The biggest problem with goto is probably not technical but social. Programmers who do not know very much sometimes seem to feel that deprecating goto makes them sound smart. You might have to satisfy such programmers from time to time. Such is life.
The worst thing about goto today is that it is not used enough.
Attracted by Jay Ballou adding an answer, I'll add my £0.02. If Bruno Ranschaert had not already done so, I'd have mentioned Knuth's "Structured Programming with GOTO Statements" article.
One thing that I've not seen discussed is the sort of code that, while not exactly common, was taught in Fortran text books. Things like the extended range of a DO loop and open-coded subroutines (remember, this would be Fortran II, or Fortran IV, or Fortran 66 - not Fortran 77 or 90). There's at least a chance that the syntactic details are inexact, but the concepts should be accurate enough. The snippets in each case are inside a single function.
Note that the excellent but dated (and out of print) book 'The Elements of Programming Style, 2nd Edn' by Kernighan & Plauger includes some real-life examples of abuse of GOTO from programming text books of its era (late-70s). The material below is not from that book, however.
Extended range for a DO loop
do 10 i = 1,30
...blah...
...blah...
if (k.gt.4) goto 37
91 ...blah...
...blah...
10 continue
...blah...
return
37 ...some computation...
goto 91
One reason for such nonsense was the good old-fashioned punch-card. You might notice that the labels (nicely out of sequence because that was canonical style!) are in column 1 (actually, they had to be in columns 1-5) and the code is in columns 7-72 (column 6 was the continuation marker column). Columns 73-80 would be given a sequence number, and there were machines that would sort punch card decks into sequence number order.

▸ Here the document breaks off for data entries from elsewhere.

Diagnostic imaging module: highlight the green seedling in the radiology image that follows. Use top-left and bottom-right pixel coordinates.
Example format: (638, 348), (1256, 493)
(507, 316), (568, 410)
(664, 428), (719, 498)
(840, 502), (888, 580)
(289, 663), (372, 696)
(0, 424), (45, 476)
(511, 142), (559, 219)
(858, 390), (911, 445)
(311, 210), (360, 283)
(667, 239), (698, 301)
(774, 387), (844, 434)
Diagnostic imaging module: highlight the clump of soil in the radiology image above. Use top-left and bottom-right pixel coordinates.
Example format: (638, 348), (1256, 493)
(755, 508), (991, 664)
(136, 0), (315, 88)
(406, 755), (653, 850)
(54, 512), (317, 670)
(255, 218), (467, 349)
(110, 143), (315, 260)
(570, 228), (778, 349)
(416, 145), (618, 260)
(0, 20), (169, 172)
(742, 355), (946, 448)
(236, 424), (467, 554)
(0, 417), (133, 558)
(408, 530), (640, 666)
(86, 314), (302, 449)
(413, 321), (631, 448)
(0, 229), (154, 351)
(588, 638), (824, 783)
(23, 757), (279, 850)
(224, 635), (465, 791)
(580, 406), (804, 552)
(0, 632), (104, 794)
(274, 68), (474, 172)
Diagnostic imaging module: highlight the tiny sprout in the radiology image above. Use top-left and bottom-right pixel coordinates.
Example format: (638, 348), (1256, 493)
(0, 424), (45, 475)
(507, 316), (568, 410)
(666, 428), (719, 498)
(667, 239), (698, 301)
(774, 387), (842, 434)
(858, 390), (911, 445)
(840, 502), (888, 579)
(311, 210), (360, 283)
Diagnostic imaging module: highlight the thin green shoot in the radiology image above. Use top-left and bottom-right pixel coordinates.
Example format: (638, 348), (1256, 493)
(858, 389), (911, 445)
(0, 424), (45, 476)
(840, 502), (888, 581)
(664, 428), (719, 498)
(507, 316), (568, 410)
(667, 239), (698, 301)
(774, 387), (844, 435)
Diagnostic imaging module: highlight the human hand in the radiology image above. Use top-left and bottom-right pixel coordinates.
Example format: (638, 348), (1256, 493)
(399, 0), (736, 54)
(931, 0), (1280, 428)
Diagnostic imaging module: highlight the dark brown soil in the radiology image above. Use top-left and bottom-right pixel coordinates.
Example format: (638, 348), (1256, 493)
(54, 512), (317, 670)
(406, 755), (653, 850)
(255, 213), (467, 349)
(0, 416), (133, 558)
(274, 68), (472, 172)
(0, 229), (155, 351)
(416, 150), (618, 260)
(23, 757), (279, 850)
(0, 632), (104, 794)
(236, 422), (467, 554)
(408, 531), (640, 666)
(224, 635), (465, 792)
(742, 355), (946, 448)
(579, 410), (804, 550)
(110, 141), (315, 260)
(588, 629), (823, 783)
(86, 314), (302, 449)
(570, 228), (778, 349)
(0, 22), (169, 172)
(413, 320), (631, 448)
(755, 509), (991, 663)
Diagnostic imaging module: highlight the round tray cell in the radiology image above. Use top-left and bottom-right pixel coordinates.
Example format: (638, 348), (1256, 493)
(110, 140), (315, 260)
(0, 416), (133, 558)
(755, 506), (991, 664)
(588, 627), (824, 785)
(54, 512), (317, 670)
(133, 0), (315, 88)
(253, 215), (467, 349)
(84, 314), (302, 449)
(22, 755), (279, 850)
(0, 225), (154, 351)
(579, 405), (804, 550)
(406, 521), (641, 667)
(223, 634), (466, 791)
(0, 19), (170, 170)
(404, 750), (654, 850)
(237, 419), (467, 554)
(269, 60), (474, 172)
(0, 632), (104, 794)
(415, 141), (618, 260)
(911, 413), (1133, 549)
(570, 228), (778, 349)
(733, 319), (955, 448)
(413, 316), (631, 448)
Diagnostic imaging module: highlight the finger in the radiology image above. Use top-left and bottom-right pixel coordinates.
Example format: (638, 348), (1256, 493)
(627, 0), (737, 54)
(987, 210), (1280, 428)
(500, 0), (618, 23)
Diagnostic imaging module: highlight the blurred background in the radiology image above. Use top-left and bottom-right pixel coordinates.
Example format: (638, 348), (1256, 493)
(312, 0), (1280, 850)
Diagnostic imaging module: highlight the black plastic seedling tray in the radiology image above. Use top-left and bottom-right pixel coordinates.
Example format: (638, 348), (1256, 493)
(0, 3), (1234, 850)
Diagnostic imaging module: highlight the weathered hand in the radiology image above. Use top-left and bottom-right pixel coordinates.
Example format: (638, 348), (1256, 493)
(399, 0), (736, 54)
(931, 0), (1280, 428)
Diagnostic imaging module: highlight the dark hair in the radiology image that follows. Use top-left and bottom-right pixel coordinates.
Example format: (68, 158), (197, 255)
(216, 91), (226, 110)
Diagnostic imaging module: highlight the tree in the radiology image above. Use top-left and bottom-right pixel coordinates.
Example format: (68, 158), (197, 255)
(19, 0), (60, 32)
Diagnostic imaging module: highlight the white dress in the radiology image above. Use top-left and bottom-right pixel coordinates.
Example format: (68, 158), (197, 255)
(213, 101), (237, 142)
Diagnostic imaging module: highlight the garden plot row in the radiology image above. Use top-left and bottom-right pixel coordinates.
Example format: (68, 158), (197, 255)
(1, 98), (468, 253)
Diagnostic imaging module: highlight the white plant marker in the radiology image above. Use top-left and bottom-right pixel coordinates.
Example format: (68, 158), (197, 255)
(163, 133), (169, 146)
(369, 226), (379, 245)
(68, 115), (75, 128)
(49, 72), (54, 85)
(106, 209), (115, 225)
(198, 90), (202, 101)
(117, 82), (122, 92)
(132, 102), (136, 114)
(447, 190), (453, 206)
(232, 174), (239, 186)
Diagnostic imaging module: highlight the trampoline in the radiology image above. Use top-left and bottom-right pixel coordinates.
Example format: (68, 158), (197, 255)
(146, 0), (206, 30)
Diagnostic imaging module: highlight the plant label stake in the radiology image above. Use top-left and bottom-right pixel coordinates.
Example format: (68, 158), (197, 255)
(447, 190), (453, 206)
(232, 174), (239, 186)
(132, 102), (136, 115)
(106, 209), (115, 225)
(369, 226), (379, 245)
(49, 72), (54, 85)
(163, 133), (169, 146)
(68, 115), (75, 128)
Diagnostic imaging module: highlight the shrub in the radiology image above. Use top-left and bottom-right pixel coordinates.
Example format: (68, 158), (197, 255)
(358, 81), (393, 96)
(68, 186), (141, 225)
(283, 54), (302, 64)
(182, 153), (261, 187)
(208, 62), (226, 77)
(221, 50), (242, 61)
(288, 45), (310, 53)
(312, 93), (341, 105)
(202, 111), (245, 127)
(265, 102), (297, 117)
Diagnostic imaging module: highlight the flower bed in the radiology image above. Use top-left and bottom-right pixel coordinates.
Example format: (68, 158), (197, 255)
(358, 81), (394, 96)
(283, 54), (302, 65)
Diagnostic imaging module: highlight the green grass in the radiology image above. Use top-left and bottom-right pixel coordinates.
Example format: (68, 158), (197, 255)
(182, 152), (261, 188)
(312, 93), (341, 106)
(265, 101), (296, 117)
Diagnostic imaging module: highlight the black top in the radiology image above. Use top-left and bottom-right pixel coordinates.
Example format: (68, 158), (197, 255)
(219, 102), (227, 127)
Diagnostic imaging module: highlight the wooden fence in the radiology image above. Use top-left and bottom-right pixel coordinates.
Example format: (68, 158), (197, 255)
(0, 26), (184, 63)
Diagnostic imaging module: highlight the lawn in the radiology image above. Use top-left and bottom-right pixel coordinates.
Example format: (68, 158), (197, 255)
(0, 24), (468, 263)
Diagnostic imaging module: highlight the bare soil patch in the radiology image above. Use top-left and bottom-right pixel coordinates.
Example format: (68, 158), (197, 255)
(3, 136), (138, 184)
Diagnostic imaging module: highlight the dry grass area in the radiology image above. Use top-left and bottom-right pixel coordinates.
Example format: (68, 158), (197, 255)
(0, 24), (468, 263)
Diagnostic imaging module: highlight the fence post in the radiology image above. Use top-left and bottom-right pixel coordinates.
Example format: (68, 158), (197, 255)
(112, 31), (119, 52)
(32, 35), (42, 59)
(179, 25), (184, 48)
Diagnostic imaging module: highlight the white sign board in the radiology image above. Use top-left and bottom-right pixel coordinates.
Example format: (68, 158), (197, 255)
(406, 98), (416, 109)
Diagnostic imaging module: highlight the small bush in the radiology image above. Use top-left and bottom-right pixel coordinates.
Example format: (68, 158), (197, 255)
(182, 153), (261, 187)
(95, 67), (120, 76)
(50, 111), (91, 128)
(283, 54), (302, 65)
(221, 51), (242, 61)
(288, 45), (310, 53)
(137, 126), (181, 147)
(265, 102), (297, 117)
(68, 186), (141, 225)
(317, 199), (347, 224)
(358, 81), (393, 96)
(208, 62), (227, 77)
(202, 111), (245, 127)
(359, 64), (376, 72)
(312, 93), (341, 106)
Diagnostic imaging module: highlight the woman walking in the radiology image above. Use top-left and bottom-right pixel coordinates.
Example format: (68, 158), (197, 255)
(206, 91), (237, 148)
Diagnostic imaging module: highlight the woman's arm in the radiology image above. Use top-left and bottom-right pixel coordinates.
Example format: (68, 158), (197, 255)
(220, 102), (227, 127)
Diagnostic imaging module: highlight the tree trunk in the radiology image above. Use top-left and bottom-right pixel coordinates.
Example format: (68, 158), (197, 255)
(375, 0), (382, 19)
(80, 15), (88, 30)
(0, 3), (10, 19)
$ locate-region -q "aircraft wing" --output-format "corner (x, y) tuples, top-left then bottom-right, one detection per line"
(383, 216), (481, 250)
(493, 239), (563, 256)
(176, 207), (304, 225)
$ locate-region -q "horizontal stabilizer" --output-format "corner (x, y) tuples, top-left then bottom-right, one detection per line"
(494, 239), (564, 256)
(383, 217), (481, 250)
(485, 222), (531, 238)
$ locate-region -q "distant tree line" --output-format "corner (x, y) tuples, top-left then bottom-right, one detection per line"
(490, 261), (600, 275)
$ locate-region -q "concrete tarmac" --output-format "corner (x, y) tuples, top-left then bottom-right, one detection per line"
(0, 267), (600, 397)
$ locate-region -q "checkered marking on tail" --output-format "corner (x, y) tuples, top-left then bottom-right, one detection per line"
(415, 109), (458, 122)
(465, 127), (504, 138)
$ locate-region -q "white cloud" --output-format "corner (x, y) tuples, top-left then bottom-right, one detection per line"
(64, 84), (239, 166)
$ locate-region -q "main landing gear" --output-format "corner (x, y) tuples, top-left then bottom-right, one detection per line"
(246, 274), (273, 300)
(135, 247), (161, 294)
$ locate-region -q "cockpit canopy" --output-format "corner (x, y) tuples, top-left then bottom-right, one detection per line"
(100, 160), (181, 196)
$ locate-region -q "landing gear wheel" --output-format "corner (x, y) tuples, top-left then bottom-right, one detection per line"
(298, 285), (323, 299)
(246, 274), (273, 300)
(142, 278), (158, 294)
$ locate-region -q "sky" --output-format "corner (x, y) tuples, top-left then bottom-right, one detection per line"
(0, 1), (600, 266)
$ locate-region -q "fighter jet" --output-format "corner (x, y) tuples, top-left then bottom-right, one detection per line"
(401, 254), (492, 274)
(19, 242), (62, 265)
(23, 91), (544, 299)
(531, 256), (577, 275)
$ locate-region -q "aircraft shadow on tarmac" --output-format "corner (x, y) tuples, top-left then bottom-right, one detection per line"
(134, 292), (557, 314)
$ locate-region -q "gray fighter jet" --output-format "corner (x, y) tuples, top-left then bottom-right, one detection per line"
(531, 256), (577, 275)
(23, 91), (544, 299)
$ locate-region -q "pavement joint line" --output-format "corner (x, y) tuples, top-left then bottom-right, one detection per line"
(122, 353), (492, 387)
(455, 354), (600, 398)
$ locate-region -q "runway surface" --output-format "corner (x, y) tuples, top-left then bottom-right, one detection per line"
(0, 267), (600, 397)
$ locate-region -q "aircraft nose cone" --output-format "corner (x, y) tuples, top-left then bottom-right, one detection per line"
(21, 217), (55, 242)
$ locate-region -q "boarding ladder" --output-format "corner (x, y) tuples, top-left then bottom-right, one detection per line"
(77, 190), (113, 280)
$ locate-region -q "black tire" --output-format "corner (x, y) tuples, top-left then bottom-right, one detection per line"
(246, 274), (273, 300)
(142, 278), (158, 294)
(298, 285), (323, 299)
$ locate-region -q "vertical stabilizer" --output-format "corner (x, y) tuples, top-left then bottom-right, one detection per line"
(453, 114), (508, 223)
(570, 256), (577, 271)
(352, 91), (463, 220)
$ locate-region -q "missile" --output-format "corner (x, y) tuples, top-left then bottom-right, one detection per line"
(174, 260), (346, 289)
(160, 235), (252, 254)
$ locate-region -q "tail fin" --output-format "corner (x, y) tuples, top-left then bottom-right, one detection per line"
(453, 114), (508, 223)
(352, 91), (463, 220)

If you had your program on sequenced cards and needed to add a few cards (lines) into the middle of a loop, you'd have to repunch everything after those extra lines. However, if you replaced one card with the GOTO stuff, you could avoid resequencing all the cards - you just tucked the new cards at the end of the routine with new sequence numbers. Consider it to be the first attempt at 'green computing' - a saving of punch cards (or, more specifically, a saving of retyping labour - and a saving of consequential rekeying errors).
Oh, you might also note that I'm cheating and not shouting - Fortran IV was written in all upper-case normally.
Open-coded subroutine
...blah...
i = 1
goto 76
123 ...blah...
...blah...
i = 2
goto 76
79 ...blah...
...blah...
goto 54
...blah...
12 continue
return
76 ...calculate something...
...blah...
goto (123, 79) i
54 ...more calculation...
goto 12
The GOTO between labels 76 and 54 is a version of computed goto. If the variable i has the value 1, goto the first label in the list (123); if it has the value 2, goto the second, and so on. The fragment from 76 to the computed goto is the open-coded subroutine. It was a piece of code executed rather like a subroutine, but written out in the body of a function. (Fortran also had statement functions - which were embedded functions that fitted on a single line.)
There were worse constructs than the computed goto - you could assign labels to variables and then use an assigned goto. Googling assigned goto tells me it was deleted from Fortran 95. Chalk one up for the structured programming revolution which could fairly be said to have started in public with Dijkstra's "GOTO Considered Harmful" letter or article.
Without some knowledge of the sorts of things that were done in Fortran (and in other languages, most of which have rightly fallen by the wayside), it is hard for us newcomers to understand the scope of the problem which Dijkstra was dealing with. Heck, I didn't start programming until ten years after that letter was published (but I did have the misfortune to program in Fortran IV for a while).
There is no such things as GOTO considered harmful.
GOTO is a tool, and as all tools, it can be used and abused.
There are, however, many tools in the programming world that have a tendency to be abused more than being used, and GOTO is one of them. the WITH statement of Delphi is another.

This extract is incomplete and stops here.